The intractable upheavals in the Niger-Delta region have continued to defy efforts at quelling them. The diversity, complexity and intractability of these conflicts have posed some of the greatest challenges to government and whether Nigeria will survive as a state today. In past, due to a desire of the people of the region to assert their group, environmental and economic rights. It is specifically noted that the incidence of kidnappings and demanding for ransom and extra judicial killings continued within the region. The activities of the task force and security organizations set up by government and the oil companies respectively continued to run against the groan of acceptable human rights.
Therefore, a process or forum where government representatives and those of the various factions and oil companies in the Niger Delta region can dialogue and work out modalities for stemming the violence in the region before an implosion occurs. Government must search for more creative strategies in such previously neglected areas as indigenous or traditional forms of conflict resolution. Such ideas should include building capacity of traditional rulers, youth and women leaders in conflict resolution.

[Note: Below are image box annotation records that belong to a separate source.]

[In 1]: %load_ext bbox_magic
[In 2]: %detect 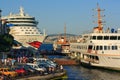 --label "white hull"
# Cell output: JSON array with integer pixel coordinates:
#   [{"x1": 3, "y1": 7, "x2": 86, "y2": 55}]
[
  {"x1": 13, "y1": 35, "x2": 46, "y2": 47},
  {"x1": 81, "y1": 55, "x2": 120, "y2": 70},
  {"x1": 2, "y1": 7, "x2": 46, "y2": 47}
]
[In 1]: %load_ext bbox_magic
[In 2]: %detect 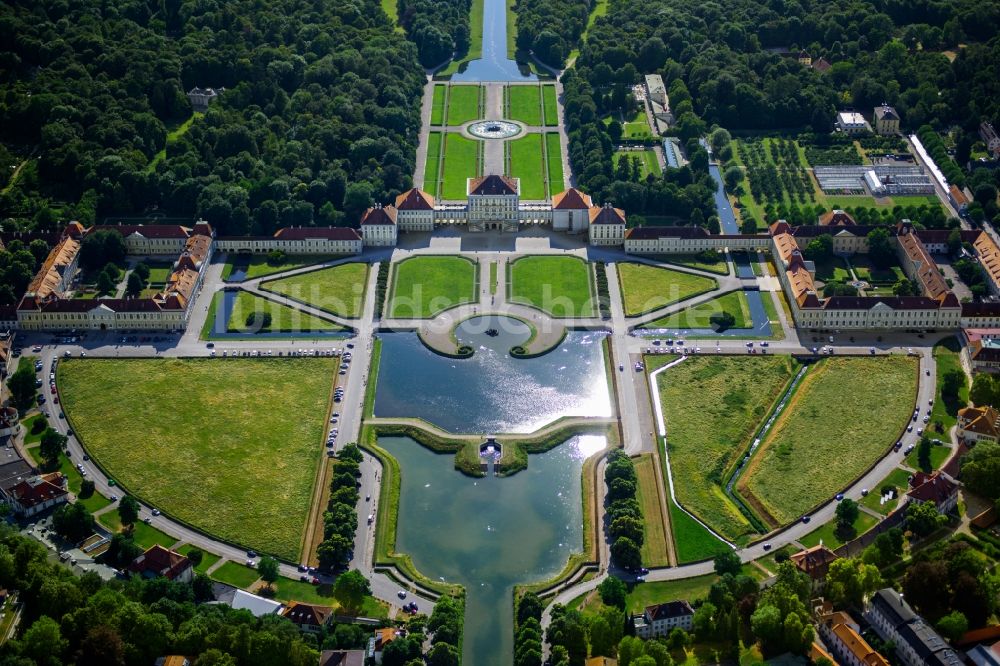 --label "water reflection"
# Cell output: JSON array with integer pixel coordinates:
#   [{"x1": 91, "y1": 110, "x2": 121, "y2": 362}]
[
  {"x1": 375, "y1": 317, "x2": 611, "y2": 434},
  {"x1": 379, "y1": 436, "x2": 584, "y2": 666}
]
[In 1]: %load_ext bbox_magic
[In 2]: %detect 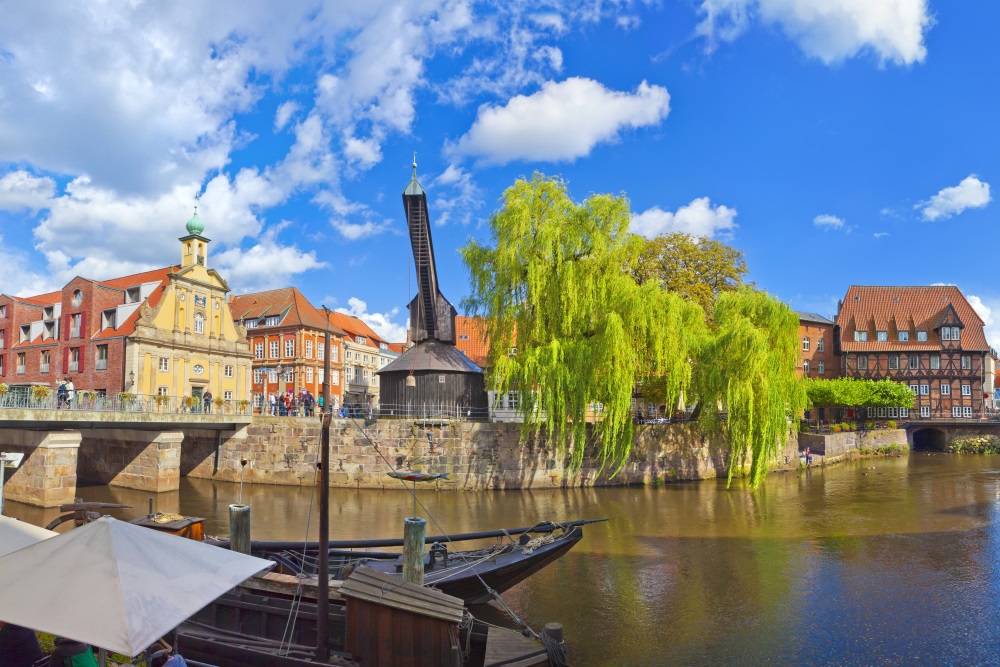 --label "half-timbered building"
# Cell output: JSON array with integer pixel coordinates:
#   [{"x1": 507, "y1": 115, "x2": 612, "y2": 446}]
[{"x1": 836, "y1": 285, "x2": 991, "y2": 420}]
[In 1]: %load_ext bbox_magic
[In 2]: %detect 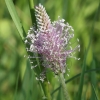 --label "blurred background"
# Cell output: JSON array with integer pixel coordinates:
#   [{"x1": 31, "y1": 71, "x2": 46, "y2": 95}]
[{"x1": 0, "y1": 0, "x2": 100, "y2": 100}]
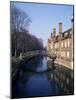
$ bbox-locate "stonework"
[47,19,73,69]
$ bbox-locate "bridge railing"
[22,50,46,58]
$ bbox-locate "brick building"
[47,16,73,69]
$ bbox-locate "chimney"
[53,28,56,37]
[59,22,63,34]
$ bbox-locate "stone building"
[47,19,73,69]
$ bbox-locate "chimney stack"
[59,22,63,34]
[53,28,56,37]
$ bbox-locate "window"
[67,51,69,58]
[65,41,67,47]
[61,42,63,47]
[51,44,53,49]
[68,40,70,47]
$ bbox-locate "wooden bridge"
[19,50,47,59]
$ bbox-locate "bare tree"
[10,3,31,56]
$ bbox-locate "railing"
[19,50,47,59]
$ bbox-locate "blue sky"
[12,2,73,45]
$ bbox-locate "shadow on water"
[12,57,74,98]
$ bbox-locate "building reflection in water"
[47,64,74,95]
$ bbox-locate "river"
[12,56,74,98]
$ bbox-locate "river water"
[12,57,74,98]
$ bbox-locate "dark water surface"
[12,57,74,98]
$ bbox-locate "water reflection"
[12,57,74,98]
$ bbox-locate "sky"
[11,2,73,46]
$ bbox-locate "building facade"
[47,19,73,69]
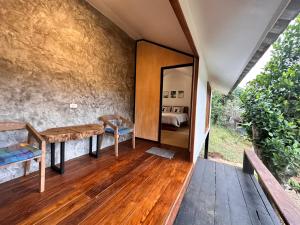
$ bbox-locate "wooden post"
[204,132,209,159]
[243,152,254,174]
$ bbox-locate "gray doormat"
[146,147,175,159]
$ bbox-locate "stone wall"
[0,0,135,183]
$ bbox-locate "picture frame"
[177,90,184,98]
[163,91,169,98]
[170,91,177,98]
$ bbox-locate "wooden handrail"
[243,150,300,225]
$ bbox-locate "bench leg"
[24,160,31,176]
[132,131,135,149]
[115,134,119,157]
[89,135,103,158]
[39,143,46,192]
[51,142,65,174]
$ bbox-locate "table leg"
[89,135,100,158]
[50,143,55,167]
[51,142,65,174]
[60,142,65,174]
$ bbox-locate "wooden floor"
[0,140,192,225]
[175,159,281,225]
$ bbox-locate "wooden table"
[40,124,104,174]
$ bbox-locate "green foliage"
[209,126,252,166]
[241,16,300,182]
[288,178,300,193]
[211,88,242,126]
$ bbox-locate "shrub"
[241,16,300,183]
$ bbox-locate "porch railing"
[243,150,300,225]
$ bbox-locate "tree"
[241,16,300,183]
[211,88,242,126]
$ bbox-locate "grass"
[209,126,252,164]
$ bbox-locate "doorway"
[159,64,193,149]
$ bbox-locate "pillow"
[162,106,171,112]
[172,106,184,113]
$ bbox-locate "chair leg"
[24,161,31,176]
[115,134,119,157]
[39,143,46,192]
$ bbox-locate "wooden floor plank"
[0,140,192,224]
[251,175,281,224]
[236,168,280,225]
[175,159,279,225]
[174,156,207,225]
[215,163,231,225]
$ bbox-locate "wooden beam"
[169,0,199,58]
[245,150,300,225]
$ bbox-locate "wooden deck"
[175,159,281,225]
[0,140,192,225]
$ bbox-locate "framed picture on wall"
[171,91,176,98]
[163,91,169,98]
[178,91,184,98]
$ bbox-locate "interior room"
[160,66,193,149]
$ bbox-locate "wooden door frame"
[158,63,194,149]
[169,0,199,162]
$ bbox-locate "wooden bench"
[243,150,300,225]
[40,124,104,174]
[0,122,46,192]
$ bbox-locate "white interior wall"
[163,70,192,109]
[193,58,207,162]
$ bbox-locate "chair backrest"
[0,122,26,132]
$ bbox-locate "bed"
[161,106,189,127]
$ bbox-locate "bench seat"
[0,144,42,166]
[105,127,133,135]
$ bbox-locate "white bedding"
[161,112,188,127]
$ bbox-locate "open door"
[159,64,193,149]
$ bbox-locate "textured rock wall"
[0,0,135,183]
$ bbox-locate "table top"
[40,124,104,143]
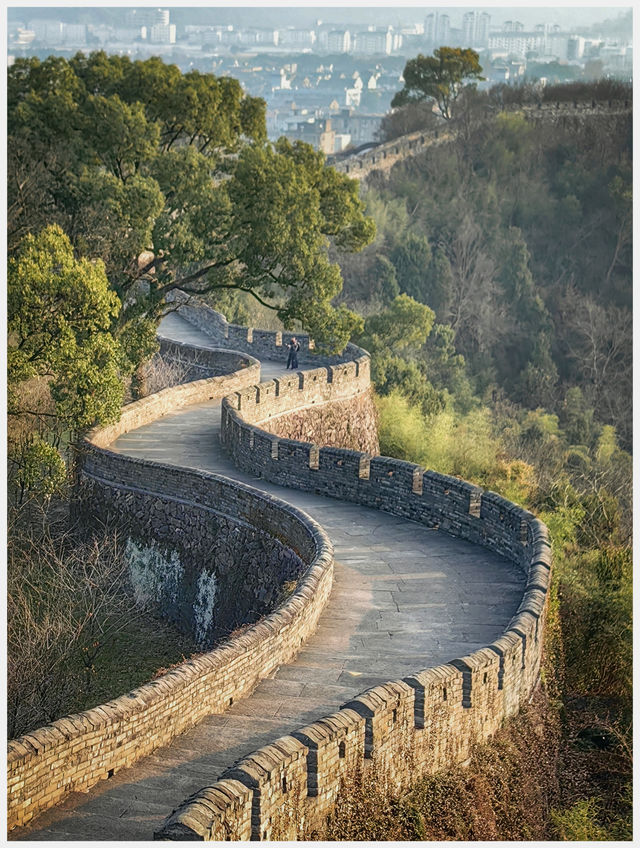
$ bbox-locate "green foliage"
[7,226,124,430]
[391,47,483,120]
[9,433,67,501]
[345,86,632,449]
[319,698,560,841]
[9,53,375,354]
[389,233,431,303]
[551,798,610,842]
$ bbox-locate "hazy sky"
[8,0,631,28]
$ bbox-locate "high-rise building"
[126,8,171,27]
[436,15,451,47]
[462,12,476,47]
[327,29,351,53]
[149,24,176,44]
[476,12,491,47]
[424,12,438,44]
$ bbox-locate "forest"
[7,53,632,840]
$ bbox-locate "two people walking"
[287,336,300,370]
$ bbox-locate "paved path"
[14,315,524,840]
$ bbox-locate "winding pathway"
[11,314,524,841]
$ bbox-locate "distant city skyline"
[7,3,633,33]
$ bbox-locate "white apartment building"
[354,27,393,56]
[27,18,64,45]
[278,27,316,48]
[488,30,547,57]
[149,24,176,44]
[327,29,351,53]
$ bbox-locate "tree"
[360,294,445,416]
[9,53,375,354]
[7,226,127,430]
[7,529,136,737]
[390,233,431,303]
[391,47,483,120]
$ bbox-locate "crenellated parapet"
[156,314,551,840]
[8,299,551,841]
[327,100,632,180]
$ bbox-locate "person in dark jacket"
[287,336,300,370]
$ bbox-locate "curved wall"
[156,344,551,840]
[7,351,333,829]
[327,100,631,179]
[167,291,369,366]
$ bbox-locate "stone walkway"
[11,314,524,841]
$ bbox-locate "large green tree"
[391,47,483,120]
[8,53,375,357]
[7,225,131,430]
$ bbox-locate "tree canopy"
[391,47,483,120]
[8,52,375,357]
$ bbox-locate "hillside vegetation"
[328,79,632,840]
[8,53,632,840]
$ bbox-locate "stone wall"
[156,352,551,840]
[327,101,631,180]
[262,390,380,455]
[77,474,305,650]
[170,291,369,366]
[7,353,333,829]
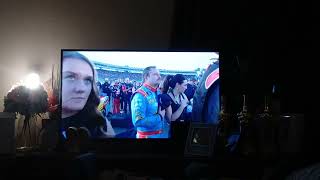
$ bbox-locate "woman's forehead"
[62,58,93,76]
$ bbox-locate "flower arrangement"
[4,85,48,118]
[4,84,48,145]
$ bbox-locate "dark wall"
[172,0,308,112]
[0,0,173,111]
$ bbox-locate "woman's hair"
[142,66,157,82]
[163,74,186,93]
[63,51,105,125]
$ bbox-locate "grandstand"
[93,61,197,82]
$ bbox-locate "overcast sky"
[79,51,219,71]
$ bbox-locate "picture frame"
[184,123,218,158]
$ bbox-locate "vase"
[0,112,16,154]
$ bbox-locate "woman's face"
[62,58,93,116]
[176,80,188,93]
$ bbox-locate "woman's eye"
[84,79,92,85]
[64,76,76,81]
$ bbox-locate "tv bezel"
[58,48,221,155]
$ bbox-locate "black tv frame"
[58,48,221,157]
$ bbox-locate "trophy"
[237,95,255,156]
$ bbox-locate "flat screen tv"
[60,49,219,142]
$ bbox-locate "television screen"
[60,50,219,139]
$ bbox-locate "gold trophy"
[237,95,255,156]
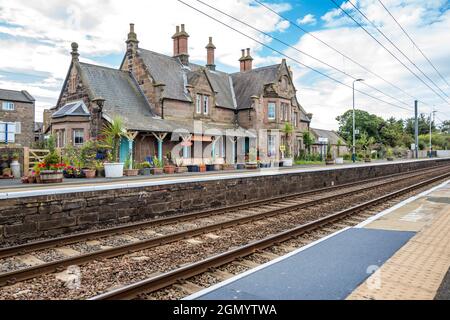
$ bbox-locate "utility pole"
[430,110,436,158]
[414,100,419,159]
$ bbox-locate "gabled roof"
[52,101,90,119]
[311,128,346,146]
[231,64,281,109]
[138,49,236,109]
[79,63,154,129]
[0,89,35,103]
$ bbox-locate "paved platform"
[187,180,450,300]
[0,158,442,200]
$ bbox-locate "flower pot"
[104,163,123,178]
[187,165,200,172]
[139,168,152,176]
[175,167,188,173]
[164,166,175,174]
[11,160,20,179]
[283,158,294,167]
[245,163,258,170]
[151,168,164,175]
[39,170,64,183]
[123,169,139,177]
[236,163,245,170]
[222,163,236,171]
[83,169,96,179]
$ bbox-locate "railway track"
[90,173,450,300]
[0,166,448,300]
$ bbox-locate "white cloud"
[297,13,317,25]
[0,0,291,119]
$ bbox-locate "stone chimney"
[70,42,80,62]
[239,48,253,72]
[172,24,189,65]
[206,37,216,70]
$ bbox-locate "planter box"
[151,168,164,175]
[175,167,188,173]
[139,168,152,176]
[83,169,96,179]
[187,165,200,172]
[39,170,64,183]
[164,166,175,174]
[104,163,123,178]
[283,158,294,167]
[123,169,139,177]
[222,163,236,171]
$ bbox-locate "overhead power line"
[378,0,450,87]
[253,0,425,104]
[349,1,449,98]
[330,0,448,104]
[196,0,410,107]
[177,0,412,112]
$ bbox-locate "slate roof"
[231,64,280,109]
[0,89,35,103]
[52,101,90,119]
[311,128,346,146]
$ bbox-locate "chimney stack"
[239,48,253,72]
[70,42,80,62]
[206,37,216,70]
[172,24,189,65]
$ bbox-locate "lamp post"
[352,79,364,163]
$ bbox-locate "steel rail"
[0,169,450,286]
[89,173,450,300]
[0,164,447,259]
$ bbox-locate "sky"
[0,0,450,130]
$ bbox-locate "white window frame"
[267,102,277,120]
[2,101,16,111]
[195,94,202,114]
[72,128,84,147]
[203,96,209,114]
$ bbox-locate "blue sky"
[0,0,450,129]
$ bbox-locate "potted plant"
[102,117,125,178]
[325,142,334,165]
[281,122,294,167]
[175,158,188,173]
[139,161,152,176]
[205,159,216,171]
[164,152,175,174]
[386,148,394,161]
[80,141,97,179]
[336,139,344,164]
[10,152,21,179]
[152,157,164,175]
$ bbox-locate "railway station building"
[46,24,310,163]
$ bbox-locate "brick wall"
[0,160,450,243]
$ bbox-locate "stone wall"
[0,159,450,243]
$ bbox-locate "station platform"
[0,158,445,200]
[186,180,450,300]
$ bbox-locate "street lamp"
[352,79,364,163]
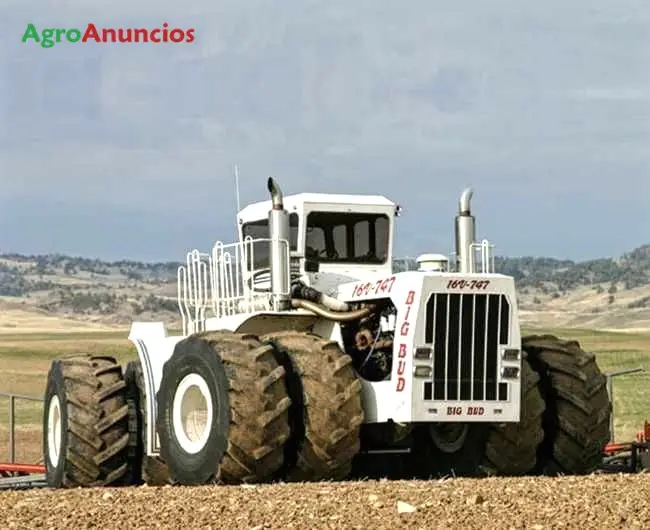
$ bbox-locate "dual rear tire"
[415,335,612,476]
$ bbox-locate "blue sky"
[0,0,650,260]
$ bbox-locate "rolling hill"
[0,245,650,330]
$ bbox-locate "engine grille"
[424,293,510,401]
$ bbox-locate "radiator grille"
[425,293,510,401]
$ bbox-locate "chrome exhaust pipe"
[455,188,476,273]
[267,177,291,311]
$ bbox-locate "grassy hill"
[0,245,650,328]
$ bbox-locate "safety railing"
[177,237,290,335]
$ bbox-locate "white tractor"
[43,178,611,487]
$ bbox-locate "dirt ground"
[0,475,650,530]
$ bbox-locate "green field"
[0,329,650,460]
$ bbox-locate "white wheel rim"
[172,373,212,454]
[47,395,61,467]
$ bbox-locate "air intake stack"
[268,177,291,311]
[456,188,476,273]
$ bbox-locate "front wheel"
[43,355,133,488]
[157,332,290,484]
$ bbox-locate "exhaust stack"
[456,188,476,273]
[267,177,291,311]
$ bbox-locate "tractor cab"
[237,193,398,291]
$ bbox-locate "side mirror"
[305,259,320,272]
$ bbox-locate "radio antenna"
[235,164,240,213]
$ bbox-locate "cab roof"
[237,193,397,219]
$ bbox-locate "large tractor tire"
[481,359,546,476]
[522,335,612,475]
[157,331,290,484]
[262,331,364,482]
[43,355,133,488]
[411,359,544,478]
[124,360,170,486]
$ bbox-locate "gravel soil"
[0,474,650,530]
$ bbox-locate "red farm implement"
[0,392,45,489]
[602,368,650,473]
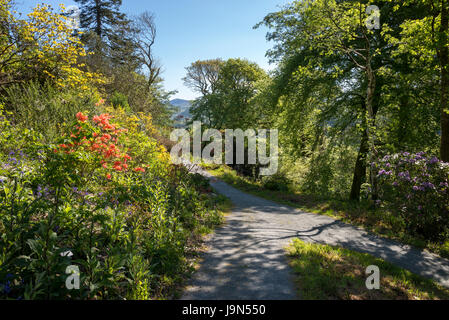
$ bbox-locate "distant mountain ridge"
[170,99,192,126]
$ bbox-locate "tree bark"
[439,1,449,162]
[350,131,368,201]
[366,61,378,200]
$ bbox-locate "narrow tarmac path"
[182,169,449,300]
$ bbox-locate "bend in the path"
[183,165,449,300]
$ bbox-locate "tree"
[183,59,224,96]
[0,0,101,89]
[133,12,162,88]
[184,59,267,129]
[75,0,129,39]
[388,0,449,162]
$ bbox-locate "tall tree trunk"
[439,1,449,162]
[350,131,368,201]
[366,60,378,200]
[95,0,103,38]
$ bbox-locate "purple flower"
[422,182,435,189]
[429,157,440,164]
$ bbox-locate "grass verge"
[171,193,232,300]
[203,164,449,258]
[287,239,449,300]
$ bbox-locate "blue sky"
[16,0,288,99]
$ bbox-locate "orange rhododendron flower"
[76,112,89,122]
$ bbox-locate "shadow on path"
[182,170,449,300]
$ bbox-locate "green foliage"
[378,152,449,241]
[2,82,98,142]
[185,59,267,130]
[111,92,131,112]
[0,107,221,299]
[287,239,449,300]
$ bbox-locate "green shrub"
[377,152,449,241]
[1,82,99,142]
[262,173,291,192]
[0,107,220,299]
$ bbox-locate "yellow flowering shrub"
[0,0,103,90]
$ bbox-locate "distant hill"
[170,99,192,127]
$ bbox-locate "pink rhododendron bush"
[377,152,449,241]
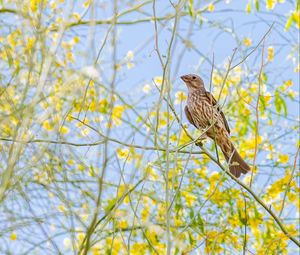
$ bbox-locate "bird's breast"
[187,93,220,129]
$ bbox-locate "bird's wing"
[184,105,197,128]
[206,91,230,134]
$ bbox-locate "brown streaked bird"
[181,74,250,178]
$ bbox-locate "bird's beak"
[180,75,188,81]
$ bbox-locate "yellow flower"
[60,126,69,135]
[243,37,252,47]
[213,73,223,85]
[153,76,163,86]
[112,105,125,126]
[283,80,293,88]
[181,191,197,206]
[119,220,128,228]
[266,0,277,10]
[43,120,54,131]
[72,36,80,43]
[267,46,274,62]
[10,232,17,241]
[73,12,81,21]
[57,205,66,213]
[278,154,289,164]
[117,148,129,159]
[126,50,134,60]
[175,91,187,104]
[207,3,215,12]
[143,84,151,94]
[292,9,300,28]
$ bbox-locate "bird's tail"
[220,142,250,178]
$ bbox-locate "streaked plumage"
[181,74,250,177]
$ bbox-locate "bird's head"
[180,74,204,90]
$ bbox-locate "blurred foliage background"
[0,0,300,255]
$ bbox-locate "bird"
[180,74,250,178]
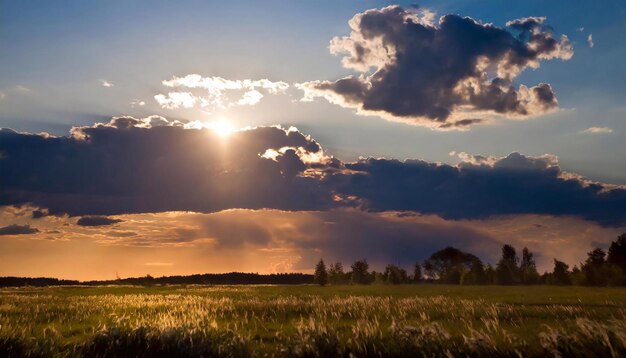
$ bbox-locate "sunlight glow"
[207,119,235,137]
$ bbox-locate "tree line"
[0,272,313,287]
[313,233,626,286]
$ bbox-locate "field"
[0,285,626,357]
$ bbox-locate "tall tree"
[413,262,422,283]
[496,245,519,285]
[581,248,609,286]
[351,259,372,285]
[461,260,490,285]
[519,247,539,285]
[424,246,480,284]
[552,259,572,285]
[313,259,328,286]
[607,233,626,274]
[384,265,408,285]
[328,262,348,285]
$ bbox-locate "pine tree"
[520,247,539,285]
[313,259,328,286]
[496,245,519,285]
[413,262,422,283]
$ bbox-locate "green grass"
[0,285,626,356]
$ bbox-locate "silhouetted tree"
[496,245,519,285]
[328,262,348,285]
[424,246,480,284]
[607,233,626,274]
[461,260,488,285]
[413,262,422,283]
[485,264,496,285]
[384,265,408,285]
[519,247,539,285]
[313,259,328,286]
[581,248,608,286]
[551,259,572,285]
[351,259,372,285]
[570,265,585,285]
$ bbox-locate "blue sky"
[0,1,626,183]
[0,0,626,279]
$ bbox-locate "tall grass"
[0,287,626,357]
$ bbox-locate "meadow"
[0,284,626,357]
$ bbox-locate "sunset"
[0,0,626,357]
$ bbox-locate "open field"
[0,285,626,357]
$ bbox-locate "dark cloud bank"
[297,6,573,129]
[0,224,39,236]
[76,216,123,226]
[0,116,626,229]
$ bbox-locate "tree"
[424,246,480,284]
[519,247,539,285]
[351,259,372,285]
[552,259,572,285]
[313,259,328,286]
[413,262,422,283]
[607,233,626,274]
[384,265,408,285]
[496,245,519,285]
[485,264,496,285]
[461,260,488,285]
[581,248,608,286]
[328,262,348,285]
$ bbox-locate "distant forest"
[0,233,626,287]
[313,233,626,286]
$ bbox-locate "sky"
[0,0,626,279]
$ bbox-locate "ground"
[0,285,626,356]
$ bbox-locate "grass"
[0,285,626,357]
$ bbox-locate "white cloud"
[130,98,146,107]
[580,127,613,134]
[237,90,263,106]
[154,92,198,109]
[155,74,289,109]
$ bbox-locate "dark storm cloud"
[0,116,332,216]
[76,216,123,226]
[0,117,626,225]
[194,209,500,268]
[298,6,573,129]
[327,153,626,226]
[31,210,46,219]
[0,224,39,236]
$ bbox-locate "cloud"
[154,74,289,109]
[0,116,333,216]
[76,216,123,226]
[296,6,573,129]
[154,92,198,109]
[0,116,626,226]
[130,98,146,107]
[580,127,613,134]
[326,153,626,226]
[0,224,39,236]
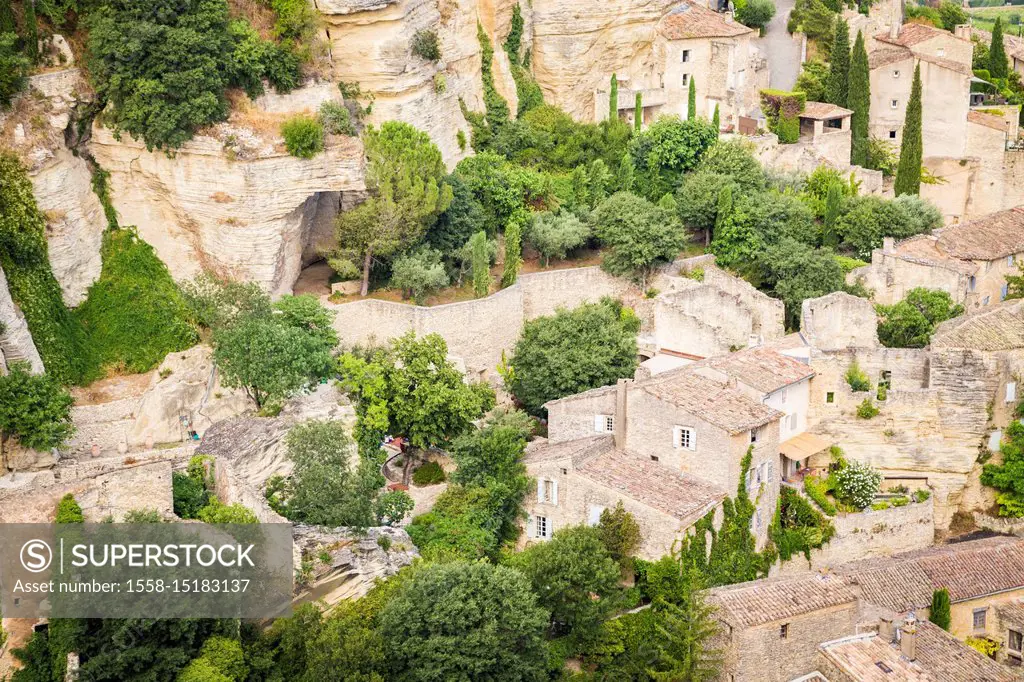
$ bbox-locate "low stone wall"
[772,499,935,574]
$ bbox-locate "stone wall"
[772,498,935,574]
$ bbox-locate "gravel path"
[757,0,800,90]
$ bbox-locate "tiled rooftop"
[708,572,856,628]
[658,2,754,40]
[819,621,1020,682]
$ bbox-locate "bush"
[846,360,871,393]
[281,116,324,159]
[319,101,355,135]
[857,398,879,419]
[834,460,882,509]
[413,462,445,485]
[413,29,441,61]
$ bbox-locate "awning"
[778,432,831,462]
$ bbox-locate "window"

Government needs to realize that repression and force will not pave the way for peace in the involved communities. The oil companies need to admit the facts that in term of environmental and community impact, they have taken so much and given little. The various youth and political blocks in the region should understand that they have the right to assert their group and environmental rights, but in a non violence.
The government must institutionalize the Economic and Financial Crime Commission (EFCC), taking a queue from Federal Bureau Investigation (FBI) in United States so that they can perform creditably without any political interference.
The Obasanjo’s Nigerian Extractive Industries Transparency Initiative (NEITI) should be allowed to continue. Membership to NEITI must be rational, oil companies should be allowed to be represented along with those that constitutes the body so that they can have input in the management of oil revenue. The proposed Information Bill Act must be passed to allow public unlimited access to government records.